- Church: Catholic Church
- Diocese: Diocese of Lodwar
- In office: 16 January 1968 – 17 February 2000
- Predecessor: Prefecture erected
- Successor: Patrick Harrington

Orders
- Ordination: 28 March 1948 by James Moynagh
- Consecration: 25 April 1978 by Maurice Michael Otunga

Personal details
- Born: 25 December 1922 Killurin, County Offaly, Irish Free State, Dominion of the British Empire
- Died: 10 November 2004 (aged 81) Nairobi, Kenya

= John Christopher Mahon =

Bishop John Christopher Mahon, D.C.L, S.P.S. (25 December 1922 – 10 November 2004), was an Irish born priest a member of the Kiltegan Fathers. He served as Bishop of Lodwar, Turkana, Kenya from 1978 until 2000.
Mahon was born on 25 December 1922 in Killurin, Killeigh, County Offaly, Ireland. He was educated at Tullamore C.B.S., and Knockbeg College, Carlow.

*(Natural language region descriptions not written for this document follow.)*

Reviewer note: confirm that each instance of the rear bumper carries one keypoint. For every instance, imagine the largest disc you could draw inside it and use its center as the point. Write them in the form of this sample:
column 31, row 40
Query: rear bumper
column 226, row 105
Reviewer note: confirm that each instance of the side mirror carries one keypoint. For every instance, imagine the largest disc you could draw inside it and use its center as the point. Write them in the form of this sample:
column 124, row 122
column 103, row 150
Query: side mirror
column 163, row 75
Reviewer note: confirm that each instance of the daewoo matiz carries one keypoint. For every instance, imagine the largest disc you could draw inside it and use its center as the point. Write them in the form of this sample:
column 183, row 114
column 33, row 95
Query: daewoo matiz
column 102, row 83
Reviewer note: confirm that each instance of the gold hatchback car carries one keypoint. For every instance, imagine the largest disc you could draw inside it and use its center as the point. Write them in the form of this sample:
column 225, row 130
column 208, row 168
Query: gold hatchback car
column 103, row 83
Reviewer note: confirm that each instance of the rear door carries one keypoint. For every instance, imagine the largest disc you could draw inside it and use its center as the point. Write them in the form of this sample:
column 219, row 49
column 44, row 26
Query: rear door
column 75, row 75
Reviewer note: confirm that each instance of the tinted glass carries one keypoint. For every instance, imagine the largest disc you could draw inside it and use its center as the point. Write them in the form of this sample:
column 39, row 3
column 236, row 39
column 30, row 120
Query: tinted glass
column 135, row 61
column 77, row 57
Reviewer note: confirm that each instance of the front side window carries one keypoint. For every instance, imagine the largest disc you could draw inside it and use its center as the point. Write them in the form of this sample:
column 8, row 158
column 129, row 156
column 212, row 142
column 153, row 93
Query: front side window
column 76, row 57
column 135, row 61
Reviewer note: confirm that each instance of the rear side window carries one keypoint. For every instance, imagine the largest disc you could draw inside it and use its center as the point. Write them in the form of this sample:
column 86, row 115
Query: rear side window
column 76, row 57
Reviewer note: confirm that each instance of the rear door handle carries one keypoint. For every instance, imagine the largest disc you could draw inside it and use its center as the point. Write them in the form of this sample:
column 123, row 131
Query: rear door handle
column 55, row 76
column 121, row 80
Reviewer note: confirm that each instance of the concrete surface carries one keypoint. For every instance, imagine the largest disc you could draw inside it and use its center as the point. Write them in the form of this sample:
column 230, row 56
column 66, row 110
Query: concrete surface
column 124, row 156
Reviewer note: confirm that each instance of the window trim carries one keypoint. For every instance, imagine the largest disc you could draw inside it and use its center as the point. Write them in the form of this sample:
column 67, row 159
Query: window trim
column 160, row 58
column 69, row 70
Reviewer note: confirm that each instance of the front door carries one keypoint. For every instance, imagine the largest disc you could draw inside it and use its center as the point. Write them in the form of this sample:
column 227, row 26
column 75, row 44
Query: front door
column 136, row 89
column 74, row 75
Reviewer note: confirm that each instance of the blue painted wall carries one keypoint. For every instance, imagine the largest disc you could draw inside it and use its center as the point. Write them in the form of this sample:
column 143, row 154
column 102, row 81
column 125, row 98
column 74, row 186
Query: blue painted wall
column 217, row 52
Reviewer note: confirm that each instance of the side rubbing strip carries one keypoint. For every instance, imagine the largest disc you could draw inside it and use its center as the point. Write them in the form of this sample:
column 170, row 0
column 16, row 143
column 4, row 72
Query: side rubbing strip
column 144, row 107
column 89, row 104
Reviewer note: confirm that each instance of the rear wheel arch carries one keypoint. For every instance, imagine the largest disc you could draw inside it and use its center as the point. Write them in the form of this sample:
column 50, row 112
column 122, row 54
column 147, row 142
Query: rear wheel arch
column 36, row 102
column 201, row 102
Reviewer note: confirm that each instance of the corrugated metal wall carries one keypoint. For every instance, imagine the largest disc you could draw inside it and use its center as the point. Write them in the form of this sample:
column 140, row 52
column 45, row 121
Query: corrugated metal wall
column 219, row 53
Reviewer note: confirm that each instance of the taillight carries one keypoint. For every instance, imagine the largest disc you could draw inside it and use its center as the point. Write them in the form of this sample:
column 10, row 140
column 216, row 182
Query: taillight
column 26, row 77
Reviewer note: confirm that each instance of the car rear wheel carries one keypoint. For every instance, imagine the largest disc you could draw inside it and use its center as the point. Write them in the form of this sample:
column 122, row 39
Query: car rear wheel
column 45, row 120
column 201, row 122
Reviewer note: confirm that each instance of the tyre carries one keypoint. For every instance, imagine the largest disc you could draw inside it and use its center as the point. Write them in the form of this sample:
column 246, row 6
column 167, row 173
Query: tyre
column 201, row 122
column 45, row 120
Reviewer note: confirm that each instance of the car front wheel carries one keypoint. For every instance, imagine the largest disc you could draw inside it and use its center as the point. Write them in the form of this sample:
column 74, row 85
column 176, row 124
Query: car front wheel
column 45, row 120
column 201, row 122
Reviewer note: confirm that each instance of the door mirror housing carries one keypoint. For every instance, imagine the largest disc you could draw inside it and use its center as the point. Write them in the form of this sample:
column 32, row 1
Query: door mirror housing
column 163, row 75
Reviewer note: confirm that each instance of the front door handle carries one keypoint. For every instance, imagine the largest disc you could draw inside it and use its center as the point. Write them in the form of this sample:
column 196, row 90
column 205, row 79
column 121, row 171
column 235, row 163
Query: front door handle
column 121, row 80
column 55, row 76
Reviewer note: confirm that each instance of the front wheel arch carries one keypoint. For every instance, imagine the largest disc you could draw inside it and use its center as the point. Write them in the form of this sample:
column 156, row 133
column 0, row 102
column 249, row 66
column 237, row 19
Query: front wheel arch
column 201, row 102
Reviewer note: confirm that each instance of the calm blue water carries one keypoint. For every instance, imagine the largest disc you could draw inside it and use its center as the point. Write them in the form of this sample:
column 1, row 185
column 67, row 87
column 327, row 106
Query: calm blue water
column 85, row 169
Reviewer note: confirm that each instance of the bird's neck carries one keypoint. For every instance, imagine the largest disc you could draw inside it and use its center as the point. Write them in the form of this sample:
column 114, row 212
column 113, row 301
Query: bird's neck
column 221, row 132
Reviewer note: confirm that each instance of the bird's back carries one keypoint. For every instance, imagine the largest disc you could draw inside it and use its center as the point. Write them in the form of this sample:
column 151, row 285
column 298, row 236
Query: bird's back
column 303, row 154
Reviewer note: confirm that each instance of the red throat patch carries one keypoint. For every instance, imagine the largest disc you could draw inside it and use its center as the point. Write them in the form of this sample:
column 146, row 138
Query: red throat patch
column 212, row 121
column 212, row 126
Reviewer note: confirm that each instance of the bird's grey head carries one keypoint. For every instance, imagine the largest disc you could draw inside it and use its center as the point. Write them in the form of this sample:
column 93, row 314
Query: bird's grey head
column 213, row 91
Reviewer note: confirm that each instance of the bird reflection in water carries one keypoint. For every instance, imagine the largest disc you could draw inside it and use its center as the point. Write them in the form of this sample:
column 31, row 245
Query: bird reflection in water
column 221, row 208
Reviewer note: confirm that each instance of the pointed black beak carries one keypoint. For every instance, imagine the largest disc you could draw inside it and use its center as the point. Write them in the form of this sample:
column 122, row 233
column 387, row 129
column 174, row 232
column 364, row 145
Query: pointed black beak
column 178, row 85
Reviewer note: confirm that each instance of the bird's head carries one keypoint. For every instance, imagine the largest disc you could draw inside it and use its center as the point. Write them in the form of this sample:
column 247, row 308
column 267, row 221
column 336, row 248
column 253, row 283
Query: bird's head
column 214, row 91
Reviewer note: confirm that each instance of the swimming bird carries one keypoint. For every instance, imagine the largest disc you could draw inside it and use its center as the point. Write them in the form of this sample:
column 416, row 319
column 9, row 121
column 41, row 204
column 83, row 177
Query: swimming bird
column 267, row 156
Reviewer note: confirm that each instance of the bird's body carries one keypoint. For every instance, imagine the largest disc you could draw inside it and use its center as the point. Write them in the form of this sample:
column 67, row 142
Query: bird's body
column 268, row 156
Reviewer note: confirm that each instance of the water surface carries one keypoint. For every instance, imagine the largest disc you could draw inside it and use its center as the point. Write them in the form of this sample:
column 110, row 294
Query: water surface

He was ordained a priest in 1948. Mahon studied Canon Law in St. Patrick's College, Maynooth earning a doctorate in 1951.

He joined the teaching staff of the Saint Patrick's Society for the Foreign Missions, Kiltegan.

Dr Mahon left Kiltegan in 1959 when he was appointed to the Roman Catholic Diocese of Ogoja, Nigeria, where he was Head of St. Thomas’ Teacher Training College.

After nine years in Nigeria, Rev. Mahon moved to Kenya, after the outbreak of the Nigerian Civil War.
Mahon was ordained first Bishop of Lodwar on 25 April 1978.

He died in Nairobi, Kenya suddenly on 10 November 2004, aged 82, and is buried where he served as bishop in Turkana, Kenya.